Hi,
I have a project that started failing with DirectRunner, but works well
using DataflowRunner (last working version is 2.4). The error message I
received are:
line 1088, in run_stage
pipeline_components.pcollections[actual_pcoll_id].coder_id]]
KeyError: u'ref_Coder_WindowedValueCoder_1'
I have simplified the pipeline to the following example. Can someone please
take a look?

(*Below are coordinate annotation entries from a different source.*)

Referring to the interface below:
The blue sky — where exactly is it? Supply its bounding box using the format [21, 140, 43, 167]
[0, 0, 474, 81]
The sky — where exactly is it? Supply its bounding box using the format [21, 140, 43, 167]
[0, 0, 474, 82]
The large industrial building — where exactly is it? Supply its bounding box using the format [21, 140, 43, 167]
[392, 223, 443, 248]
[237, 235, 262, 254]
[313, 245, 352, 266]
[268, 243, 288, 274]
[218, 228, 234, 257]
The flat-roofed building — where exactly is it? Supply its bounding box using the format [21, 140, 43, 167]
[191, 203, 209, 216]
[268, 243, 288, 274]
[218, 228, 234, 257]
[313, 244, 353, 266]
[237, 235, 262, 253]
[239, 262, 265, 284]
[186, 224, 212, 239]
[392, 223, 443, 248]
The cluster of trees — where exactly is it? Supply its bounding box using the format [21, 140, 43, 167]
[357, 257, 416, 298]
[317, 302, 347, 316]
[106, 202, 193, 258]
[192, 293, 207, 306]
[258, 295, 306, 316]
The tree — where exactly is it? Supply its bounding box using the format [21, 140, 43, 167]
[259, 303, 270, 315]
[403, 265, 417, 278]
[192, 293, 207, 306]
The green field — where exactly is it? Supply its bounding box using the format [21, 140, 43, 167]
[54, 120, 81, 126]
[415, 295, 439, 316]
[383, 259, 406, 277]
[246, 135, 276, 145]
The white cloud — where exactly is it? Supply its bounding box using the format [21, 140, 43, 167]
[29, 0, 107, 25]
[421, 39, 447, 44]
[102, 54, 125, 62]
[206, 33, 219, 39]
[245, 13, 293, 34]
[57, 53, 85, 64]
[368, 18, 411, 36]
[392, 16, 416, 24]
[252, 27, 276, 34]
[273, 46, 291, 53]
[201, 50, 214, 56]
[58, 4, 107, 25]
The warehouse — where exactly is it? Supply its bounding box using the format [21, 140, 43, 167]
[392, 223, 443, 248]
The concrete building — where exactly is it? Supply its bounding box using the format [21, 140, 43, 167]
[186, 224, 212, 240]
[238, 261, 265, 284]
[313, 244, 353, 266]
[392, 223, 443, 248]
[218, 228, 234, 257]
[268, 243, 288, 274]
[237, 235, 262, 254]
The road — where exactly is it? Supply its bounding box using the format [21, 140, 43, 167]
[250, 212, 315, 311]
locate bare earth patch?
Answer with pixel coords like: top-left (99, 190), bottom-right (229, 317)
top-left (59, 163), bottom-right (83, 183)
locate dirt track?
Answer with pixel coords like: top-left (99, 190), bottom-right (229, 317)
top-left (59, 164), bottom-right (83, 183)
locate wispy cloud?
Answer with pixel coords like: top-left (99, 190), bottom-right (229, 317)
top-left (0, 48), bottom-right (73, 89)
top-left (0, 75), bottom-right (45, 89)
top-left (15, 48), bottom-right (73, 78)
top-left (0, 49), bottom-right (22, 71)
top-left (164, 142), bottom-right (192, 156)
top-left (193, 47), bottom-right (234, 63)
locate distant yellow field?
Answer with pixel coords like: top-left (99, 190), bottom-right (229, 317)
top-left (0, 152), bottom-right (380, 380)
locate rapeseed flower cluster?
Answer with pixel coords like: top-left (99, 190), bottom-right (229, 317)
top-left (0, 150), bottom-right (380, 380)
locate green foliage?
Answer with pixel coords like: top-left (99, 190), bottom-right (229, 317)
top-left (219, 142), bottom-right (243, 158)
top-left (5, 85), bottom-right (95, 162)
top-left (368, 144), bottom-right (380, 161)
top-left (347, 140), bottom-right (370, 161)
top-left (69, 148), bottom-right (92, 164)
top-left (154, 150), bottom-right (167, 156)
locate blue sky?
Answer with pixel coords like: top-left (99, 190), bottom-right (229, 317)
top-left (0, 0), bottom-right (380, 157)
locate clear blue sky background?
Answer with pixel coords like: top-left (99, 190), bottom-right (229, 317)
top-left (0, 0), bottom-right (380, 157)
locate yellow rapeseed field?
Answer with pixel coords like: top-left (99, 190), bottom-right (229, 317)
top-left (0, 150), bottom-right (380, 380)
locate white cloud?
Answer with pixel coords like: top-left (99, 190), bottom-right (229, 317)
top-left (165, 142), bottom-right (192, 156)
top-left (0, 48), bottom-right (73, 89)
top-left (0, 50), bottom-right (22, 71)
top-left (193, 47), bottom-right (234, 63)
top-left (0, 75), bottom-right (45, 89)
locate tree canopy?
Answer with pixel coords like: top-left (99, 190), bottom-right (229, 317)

Many thanks!
Allie
import apache_beam as beam
import argparse
from apache_beam import transforms
from apache_beam import pvalue
from apache_beam.options import pipeline_options
def _copy_number(number, side=None):
yield number
def fn_sum(values):
return sum(values)
def run(argv=None):
parser = argparse.ArgumentParser()
_, pipeline_args = parser.parse_known_args(argv)
options = pipeline_options.PipelineOptions(pipeline_args)
numbers = [1, 2]
with beam.Pipeline(options=options) as p:
sum_1 = (p
| 'ReadNumber1' >> transforms.Create(numbers)
| 'CalculateSum1' >> beam.CombineGlobally(fn_sum))
sum_2 = (p
| 'ReadNumber2' >> transforms.Create(numbers)
| beam.ParDo(_copy_number, pvalue.AsSingleton(sum_1))
| 'CalculateSum2' >> beam.CombineGlobally(fn_sum))
_ = ((sum_1, sum_2)
| beam.Flatten()
| 'CalculateSum3' >> beam.CombineGlobally(fn_sum)
| beam.io.WriteToText('gs://BUCKET/sum'))